I will explain the title for this post at the end (I think that’s called click bait) but first things first. Kudos to Netflix, they have now made three impactful documentaries exposing the dangers of AI driven manipulation of data for society and our civil liberties. These malgorithms are what Cathy O’Neil, who features heavily in one of the films, calls ‘Weapons of Math Destruction’. First came ‘The Great Hack’ in 2019 which exposed the deeply disturbing scandal of Cambridge Analytica and their manipulation of voter behaviour using data facebook had provided resulting in Mark Zuckerberg having to appear in front of Congressional hearings. The following year two more films were debuted by Netflix, first ‘The Social Dilemma’ then ‘Coded Bias’.
I wrote an eBook about my reaction to ‘The Social Dilemma’. TSD focused on how social media was being driven by venal amoral algorithms designed to maximize advertising revenues. These algorithms learn that the best way to do this is to feed people, to hook them like addicts, on content that pandered to their prurience, prejudices and psychoses. The result, the unintended consequence, is an increase mental illness especially among the young, bias confirmation and, most concerningly for liberal democracies, polarization of opinion to the point where rational debate is all but extinguished. So I chose to write my eBook as a contribution to a more rational – Socratic – discussion based on some small scale research I conducted among opinion leaders and on the basis of this I attempted to offer possible solutions. I’ll come back to those.

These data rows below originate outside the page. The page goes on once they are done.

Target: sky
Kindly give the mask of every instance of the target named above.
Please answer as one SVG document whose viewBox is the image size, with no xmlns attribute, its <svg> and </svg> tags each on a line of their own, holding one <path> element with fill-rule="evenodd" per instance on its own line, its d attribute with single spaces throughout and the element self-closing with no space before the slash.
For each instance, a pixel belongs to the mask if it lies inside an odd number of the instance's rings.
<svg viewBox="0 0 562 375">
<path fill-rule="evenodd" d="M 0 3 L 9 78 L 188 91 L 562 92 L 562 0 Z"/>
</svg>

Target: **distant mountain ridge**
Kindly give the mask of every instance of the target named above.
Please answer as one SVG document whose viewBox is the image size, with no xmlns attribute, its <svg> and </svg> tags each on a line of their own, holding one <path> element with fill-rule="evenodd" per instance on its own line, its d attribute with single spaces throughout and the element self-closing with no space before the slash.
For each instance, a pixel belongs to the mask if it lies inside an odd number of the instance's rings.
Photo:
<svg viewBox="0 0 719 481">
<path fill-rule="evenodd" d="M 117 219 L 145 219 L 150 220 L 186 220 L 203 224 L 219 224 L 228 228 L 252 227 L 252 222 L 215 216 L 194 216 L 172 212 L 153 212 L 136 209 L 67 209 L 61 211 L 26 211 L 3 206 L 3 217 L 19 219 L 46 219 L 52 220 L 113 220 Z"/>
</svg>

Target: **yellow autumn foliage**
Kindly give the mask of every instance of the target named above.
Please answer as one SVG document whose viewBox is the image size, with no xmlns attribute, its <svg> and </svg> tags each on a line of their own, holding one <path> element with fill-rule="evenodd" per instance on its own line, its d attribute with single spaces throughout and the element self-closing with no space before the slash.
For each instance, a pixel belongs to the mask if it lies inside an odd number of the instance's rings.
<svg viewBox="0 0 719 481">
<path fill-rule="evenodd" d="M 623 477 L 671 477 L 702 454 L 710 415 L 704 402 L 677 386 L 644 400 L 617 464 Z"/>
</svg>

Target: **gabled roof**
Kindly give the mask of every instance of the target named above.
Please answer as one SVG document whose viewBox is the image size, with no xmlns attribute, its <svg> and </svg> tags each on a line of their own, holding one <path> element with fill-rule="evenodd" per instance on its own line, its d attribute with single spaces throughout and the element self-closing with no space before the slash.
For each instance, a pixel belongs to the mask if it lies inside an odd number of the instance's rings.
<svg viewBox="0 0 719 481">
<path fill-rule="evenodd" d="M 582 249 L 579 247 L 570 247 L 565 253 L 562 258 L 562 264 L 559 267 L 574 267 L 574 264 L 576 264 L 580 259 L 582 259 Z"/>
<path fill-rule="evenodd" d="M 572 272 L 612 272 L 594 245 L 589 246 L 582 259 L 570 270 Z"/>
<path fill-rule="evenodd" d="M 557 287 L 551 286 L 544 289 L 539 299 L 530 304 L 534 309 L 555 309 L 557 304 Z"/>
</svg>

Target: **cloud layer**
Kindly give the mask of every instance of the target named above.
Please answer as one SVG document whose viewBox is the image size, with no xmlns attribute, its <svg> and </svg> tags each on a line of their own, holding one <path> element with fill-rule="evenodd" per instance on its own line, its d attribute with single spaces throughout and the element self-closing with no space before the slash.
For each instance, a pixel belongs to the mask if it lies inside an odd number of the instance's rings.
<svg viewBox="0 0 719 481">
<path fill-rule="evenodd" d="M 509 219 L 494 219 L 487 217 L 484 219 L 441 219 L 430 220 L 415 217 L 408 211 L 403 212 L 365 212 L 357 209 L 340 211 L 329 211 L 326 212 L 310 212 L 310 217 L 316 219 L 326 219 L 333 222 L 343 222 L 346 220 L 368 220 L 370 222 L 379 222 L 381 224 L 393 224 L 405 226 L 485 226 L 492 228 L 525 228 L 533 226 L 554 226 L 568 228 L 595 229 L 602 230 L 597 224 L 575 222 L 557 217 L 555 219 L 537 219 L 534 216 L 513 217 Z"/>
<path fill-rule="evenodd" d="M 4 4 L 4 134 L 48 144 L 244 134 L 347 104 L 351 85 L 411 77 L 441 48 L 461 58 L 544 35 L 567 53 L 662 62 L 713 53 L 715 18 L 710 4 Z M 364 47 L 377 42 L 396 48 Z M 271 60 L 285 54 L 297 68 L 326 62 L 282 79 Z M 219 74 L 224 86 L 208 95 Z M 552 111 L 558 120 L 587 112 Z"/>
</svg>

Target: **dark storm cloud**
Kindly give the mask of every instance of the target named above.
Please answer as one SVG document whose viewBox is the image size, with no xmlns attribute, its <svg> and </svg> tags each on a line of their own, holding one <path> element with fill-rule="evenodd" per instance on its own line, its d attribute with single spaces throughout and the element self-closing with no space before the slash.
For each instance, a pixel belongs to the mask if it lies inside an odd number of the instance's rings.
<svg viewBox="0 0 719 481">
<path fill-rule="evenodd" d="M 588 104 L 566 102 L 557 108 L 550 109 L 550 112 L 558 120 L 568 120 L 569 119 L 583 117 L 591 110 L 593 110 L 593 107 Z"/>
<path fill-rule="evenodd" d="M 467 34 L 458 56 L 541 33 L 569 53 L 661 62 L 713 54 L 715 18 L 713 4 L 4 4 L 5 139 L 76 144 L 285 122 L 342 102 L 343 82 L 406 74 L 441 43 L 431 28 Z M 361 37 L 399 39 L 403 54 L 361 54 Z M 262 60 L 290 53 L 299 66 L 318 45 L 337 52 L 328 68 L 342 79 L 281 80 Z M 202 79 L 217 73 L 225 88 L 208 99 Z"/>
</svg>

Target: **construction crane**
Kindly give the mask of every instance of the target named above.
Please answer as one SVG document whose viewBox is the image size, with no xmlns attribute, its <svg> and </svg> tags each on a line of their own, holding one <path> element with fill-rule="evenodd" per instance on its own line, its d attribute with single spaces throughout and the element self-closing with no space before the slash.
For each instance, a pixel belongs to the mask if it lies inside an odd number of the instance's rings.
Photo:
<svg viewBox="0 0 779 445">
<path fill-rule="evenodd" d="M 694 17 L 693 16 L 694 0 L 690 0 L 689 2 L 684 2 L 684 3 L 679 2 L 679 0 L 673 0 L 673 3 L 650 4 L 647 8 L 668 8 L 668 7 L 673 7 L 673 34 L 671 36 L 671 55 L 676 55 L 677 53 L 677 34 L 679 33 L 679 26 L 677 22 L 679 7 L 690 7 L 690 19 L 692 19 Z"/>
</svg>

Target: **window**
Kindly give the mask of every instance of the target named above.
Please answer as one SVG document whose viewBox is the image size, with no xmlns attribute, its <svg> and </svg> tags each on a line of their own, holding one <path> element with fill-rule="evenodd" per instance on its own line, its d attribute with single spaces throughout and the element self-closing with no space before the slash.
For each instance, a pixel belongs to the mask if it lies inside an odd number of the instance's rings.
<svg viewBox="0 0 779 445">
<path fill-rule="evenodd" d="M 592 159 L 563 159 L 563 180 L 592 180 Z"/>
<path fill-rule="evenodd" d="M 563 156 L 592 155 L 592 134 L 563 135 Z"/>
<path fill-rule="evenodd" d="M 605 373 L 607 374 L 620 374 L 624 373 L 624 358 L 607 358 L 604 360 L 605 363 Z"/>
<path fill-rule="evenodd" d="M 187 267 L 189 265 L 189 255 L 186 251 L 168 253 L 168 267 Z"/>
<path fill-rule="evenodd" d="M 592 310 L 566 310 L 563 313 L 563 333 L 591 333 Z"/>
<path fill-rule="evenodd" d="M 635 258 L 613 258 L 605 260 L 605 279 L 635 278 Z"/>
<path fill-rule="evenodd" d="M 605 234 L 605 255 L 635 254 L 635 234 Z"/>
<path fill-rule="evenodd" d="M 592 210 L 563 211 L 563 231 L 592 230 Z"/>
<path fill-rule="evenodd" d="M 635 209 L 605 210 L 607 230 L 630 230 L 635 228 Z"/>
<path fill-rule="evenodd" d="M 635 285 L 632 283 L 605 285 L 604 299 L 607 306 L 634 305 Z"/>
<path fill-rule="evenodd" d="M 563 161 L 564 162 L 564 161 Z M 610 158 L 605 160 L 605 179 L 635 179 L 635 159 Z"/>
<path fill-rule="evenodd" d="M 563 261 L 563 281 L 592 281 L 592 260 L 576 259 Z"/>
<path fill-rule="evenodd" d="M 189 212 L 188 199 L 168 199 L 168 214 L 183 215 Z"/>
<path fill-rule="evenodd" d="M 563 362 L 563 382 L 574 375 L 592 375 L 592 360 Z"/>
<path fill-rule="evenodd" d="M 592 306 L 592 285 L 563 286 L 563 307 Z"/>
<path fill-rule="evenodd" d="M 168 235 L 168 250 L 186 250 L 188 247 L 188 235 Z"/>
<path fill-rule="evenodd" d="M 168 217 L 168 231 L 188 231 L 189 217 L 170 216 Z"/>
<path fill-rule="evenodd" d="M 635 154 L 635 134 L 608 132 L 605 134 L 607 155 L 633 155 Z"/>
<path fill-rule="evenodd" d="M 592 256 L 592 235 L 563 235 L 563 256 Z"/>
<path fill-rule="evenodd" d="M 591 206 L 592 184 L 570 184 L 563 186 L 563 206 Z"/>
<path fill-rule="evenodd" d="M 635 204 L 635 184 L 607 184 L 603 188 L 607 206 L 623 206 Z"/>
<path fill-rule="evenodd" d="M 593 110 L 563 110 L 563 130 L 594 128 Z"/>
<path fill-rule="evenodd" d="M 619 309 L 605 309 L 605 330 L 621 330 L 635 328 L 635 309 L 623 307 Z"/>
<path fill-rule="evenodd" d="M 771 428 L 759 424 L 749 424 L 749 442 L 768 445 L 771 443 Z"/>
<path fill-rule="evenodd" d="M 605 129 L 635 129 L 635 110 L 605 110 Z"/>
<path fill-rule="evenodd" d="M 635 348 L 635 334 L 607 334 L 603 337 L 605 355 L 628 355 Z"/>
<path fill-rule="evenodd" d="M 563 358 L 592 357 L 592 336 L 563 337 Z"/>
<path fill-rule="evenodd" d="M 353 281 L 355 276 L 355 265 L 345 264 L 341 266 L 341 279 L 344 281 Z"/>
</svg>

The third Netflix documentary of 2020, following closely on the heels of TSD, was ‘Coded Bias’ directed by Shalini Kantayya and featuring Joy Buolamwini among many other experts and activists, mostly women from diverse backgrounds. This was entirely appropriate since Joy’s work which she carried out at MIT exposed how facial recognition surveillance powered by AI was reinforcing racial and gender bias. The efforts of Joy Buolamwini, Cathy O’Neil and other prominent activists like Silkie Carlo founder of ‘Big Brother Watch’ in the UK have had some notable successes in forcing governments and law enforcement agencies to curtail the use of facial recognition surveillance. However, there remains widespread commercial use of AI that affects peoples chances of gaining employment, housing, credit, insurance, healthcare based on algorithms that are unregulated and flawed, in particular AI that been shown to be negatively biased against the poor, the racial minorities and the unconventional. AI is therefore reinforcing social inequality, preventing social mobility and restricting individual self-expression. This is just as terrifying as the manipulation of social media to change not just what we think but the way we think, our most fundamental human right, and the manipulation of elections, an attack on the very foundation of democracy.
All of this has been exposed in three documentaries produced by Netflix. Amazon and Apple both make lots of documentaries but none so far on the dangers of big data and AI. One wonders why……… but as I say, kudos to Netflix. I guess in the case of Netflix they use algorithms only to commission new content for you, and to suggest available content to you, that they think you might like, more like weapons of Individual entertainment than mass destruction.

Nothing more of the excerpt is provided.